I see thee still, And on thy blade and dudgeon gout of blood, which was not so before. There's no such thing. It is the bloody buisness which infoms thus to my eyes. (2: 1. 35-39)
What hands are here! Ha! They pluck out mine eyes. Will all great Neptune’s ocean wash this blood Clean from my hand? No, this my hand will rather The multitudinous seas incarnadine, Making the green one red. (2: 2. 60-64)
I am in blood/Stepp'd in so far that, should I wade no more,/Returning were as tedious as go o'er. (3: 4. 136-139)
In Macbeth, imagery is frequently used. In Act 2, Macbeth uses the appearance versus reality theme in a such a way as to peek my curiousity. He states prior to the murder that he sees the dagger that he shall use to commit the dreadful crime, but is clearly hallucinating as in reality there was no actual dagger in front of him.

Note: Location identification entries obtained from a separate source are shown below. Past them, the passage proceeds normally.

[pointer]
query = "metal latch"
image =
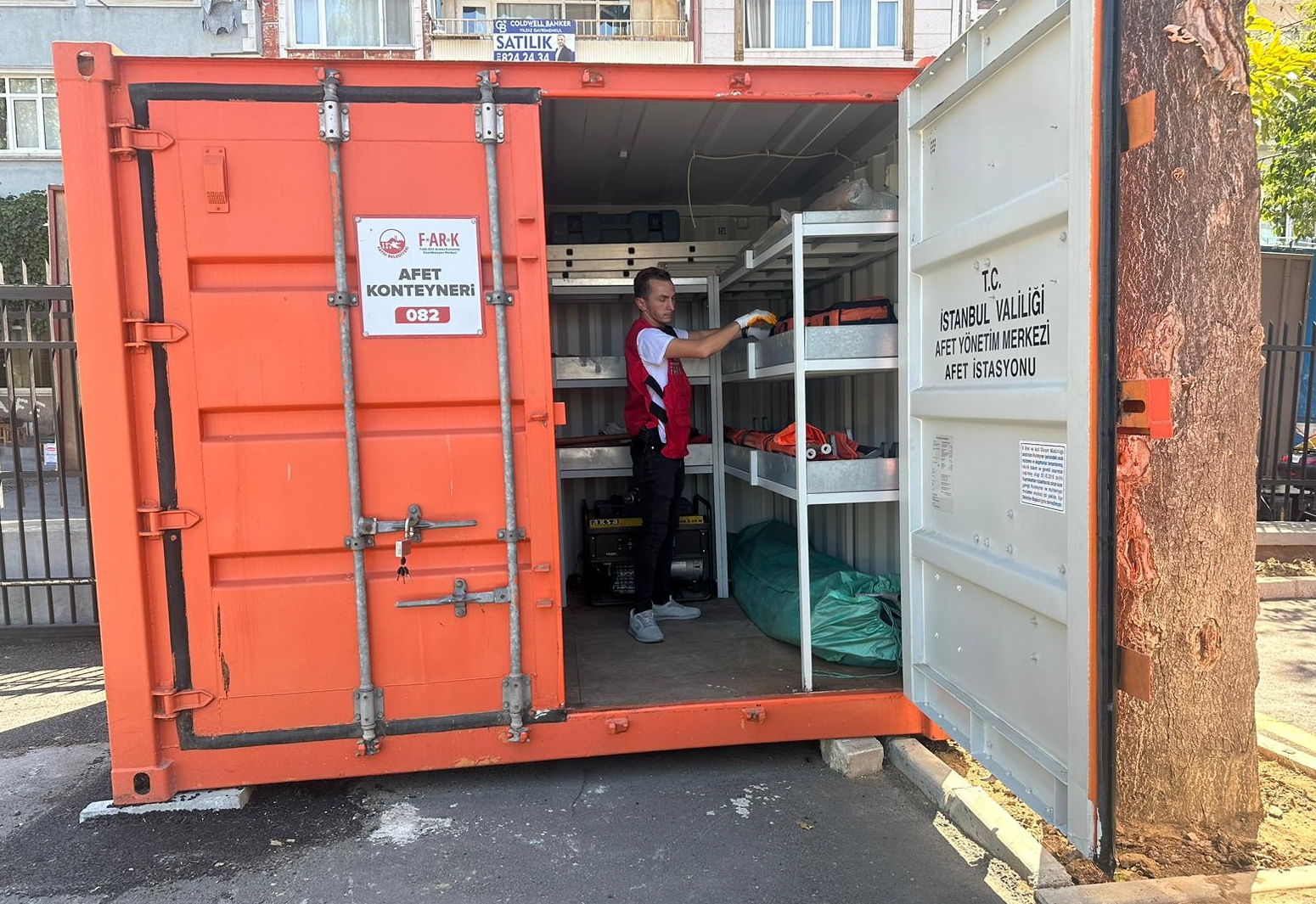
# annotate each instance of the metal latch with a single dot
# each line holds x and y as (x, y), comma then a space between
(169, 703)
(459, 599)
(127, 140)
(488, 124)
(143, 333)
(1145, 408)
(412, 528)
(155, 520)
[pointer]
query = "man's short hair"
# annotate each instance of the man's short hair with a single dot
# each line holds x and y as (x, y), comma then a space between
(649, 275)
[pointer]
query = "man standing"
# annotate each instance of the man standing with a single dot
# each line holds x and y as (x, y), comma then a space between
(564, 54)
(658, 420)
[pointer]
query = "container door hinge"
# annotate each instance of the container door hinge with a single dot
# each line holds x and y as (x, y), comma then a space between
(516, 693)
(368, 703)
(169, 703)
(488, 124)
(335, 124)
(155, 520)
(126, 140)
(1145, 409)
(141, 333)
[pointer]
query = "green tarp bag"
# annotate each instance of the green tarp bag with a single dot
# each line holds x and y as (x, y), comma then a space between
(851, 624)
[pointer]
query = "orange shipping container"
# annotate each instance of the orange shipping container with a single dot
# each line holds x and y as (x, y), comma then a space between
(284, 272)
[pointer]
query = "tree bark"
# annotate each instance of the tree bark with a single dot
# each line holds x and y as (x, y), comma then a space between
(1189, 310)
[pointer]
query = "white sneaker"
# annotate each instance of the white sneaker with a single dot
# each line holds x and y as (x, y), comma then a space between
(644, 628)
(674, 611)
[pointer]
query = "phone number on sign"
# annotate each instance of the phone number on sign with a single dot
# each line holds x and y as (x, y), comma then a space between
(423, 315)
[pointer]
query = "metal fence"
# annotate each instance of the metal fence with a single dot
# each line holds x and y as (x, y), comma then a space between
(47, 574)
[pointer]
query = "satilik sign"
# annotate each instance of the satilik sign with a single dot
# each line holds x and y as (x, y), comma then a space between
(420, 277)
(533, 40)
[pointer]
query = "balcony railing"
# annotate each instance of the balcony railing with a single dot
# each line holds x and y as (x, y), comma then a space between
(595, 29)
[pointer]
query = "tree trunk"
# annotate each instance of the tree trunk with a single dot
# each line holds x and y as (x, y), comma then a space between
(1189, 310)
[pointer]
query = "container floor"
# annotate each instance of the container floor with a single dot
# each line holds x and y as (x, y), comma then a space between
(719, 657)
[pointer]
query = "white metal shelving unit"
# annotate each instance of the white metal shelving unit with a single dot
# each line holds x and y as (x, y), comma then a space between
(815, 248)
(610, 371)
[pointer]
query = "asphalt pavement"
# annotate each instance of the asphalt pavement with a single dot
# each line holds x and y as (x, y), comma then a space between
(1286, 648)
(761, 824)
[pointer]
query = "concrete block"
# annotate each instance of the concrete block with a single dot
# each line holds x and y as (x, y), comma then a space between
(921, 766)
(1234, 889)
(1286, 533)
(1285, 588)
(976, 815)
(854, 757)
(183, 801)
(1287, 755)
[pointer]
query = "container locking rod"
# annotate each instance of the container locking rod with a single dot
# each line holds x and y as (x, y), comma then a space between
(516, 686)
(368, 700)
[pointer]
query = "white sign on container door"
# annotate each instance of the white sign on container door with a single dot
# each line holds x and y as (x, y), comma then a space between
(420, 277)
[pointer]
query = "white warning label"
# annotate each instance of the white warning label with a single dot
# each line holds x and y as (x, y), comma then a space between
(1041, 475)
(944, 474)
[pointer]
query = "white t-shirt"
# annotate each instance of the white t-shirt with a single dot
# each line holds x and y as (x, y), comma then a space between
(652, 344)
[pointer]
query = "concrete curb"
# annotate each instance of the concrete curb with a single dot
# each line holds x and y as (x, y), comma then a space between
(1287, 588)
(976, 815)
(1286, 744)
(182, 801)
(1237, 889)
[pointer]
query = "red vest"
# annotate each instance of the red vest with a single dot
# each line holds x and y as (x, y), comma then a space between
(643, 411)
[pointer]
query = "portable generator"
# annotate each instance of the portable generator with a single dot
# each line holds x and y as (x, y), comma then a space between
(610, 532)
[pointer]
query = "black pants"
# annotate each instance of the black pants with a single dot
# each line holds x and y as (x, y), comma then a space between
(660, 480)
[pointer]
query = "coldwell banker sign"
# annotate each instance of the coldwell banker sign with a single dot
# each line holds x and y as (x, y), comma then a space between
(533, 40)
(420, 277)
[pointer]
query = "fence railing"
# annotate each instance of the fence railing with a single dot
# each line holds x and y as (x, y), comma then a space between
(603, 29)
(47, 573)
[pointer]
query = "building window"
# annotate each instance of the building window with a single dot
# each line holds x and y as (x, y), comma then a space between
(821, 24)
(351, 24)
(610, 14)
(475, 19)
(29, 116)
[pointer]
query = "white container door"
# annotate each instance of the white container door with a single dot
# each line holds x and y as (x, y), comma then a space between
(998, 318)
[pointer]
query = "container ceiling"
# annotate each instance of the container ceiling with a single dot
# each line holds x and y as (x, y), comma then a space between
(638, 153)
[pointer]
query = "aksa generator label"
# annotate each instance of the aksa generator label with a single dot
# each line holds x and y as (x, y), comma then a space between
(420, 277)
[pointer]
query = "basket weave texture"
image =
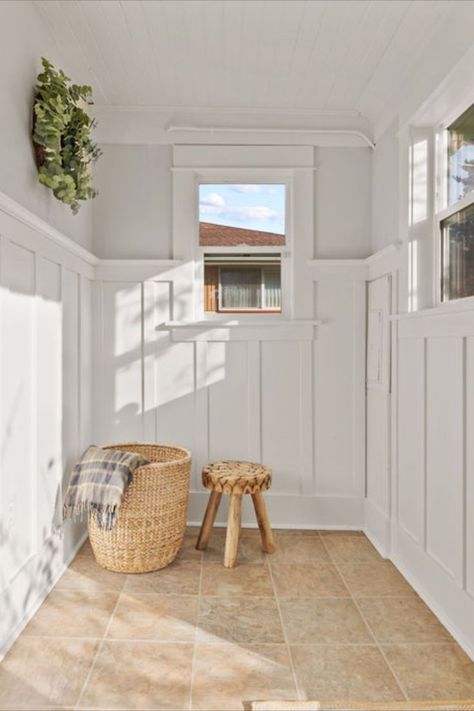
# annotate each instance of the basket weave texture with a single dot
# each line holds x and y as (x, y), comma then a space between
(152, 517)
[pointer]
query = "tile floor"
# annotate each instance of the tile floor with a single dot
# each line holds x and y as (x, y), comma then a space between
(325, 617)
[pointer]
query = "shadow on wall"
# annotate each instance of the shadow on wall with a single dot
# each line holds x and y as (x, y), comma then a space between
(37, 411)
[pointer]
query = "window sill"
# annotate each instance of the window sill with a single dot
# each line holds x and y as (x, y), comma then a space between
(235, 323)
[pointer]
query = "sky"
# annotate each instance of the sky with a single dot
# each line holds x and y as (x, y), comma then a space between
(254, 207)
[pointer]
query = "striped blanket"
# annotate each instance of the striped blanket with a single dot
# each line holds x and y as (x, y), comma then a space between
(98, 483)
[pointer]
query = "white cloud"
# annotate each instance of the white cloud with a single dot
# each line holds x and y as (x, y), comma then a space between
(257, 213)
(247, 188)
(239, 213)
(213, 199)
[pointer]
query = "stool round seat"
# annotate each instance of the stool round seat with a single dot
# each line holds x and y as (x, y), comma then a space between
(236, 477)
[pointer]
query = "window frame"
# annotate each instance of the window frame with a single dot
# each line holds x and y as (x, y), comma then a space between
(249, 310)
(443, 210)
(255, 177)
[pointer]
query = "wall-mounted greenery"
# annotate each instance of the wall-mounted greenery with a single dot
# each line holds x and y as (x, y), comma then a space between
(62, 136)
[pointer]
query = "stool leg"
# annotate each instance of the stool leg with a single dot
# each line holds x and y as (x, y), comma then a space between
(233, 530)
(263, 523)
(208, 520)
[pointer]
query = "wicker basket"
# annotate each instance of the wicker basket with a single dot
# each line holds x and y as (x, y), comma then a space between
(152, 518)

Again, blood was used by Macbeth in Act 2, Scene 2, after he commits the murder on King Duncan. He proclaims that not even the blue ocean can wash his bloody hands clean from this deed. This choice of blood imagery strongly represents how he truly feels.
In this part of the book, Macbeth knows he has gone to far and that there is no point of turning back. He makes it clear that he has stepped in the blood so deep that he might as well continue creating more blood.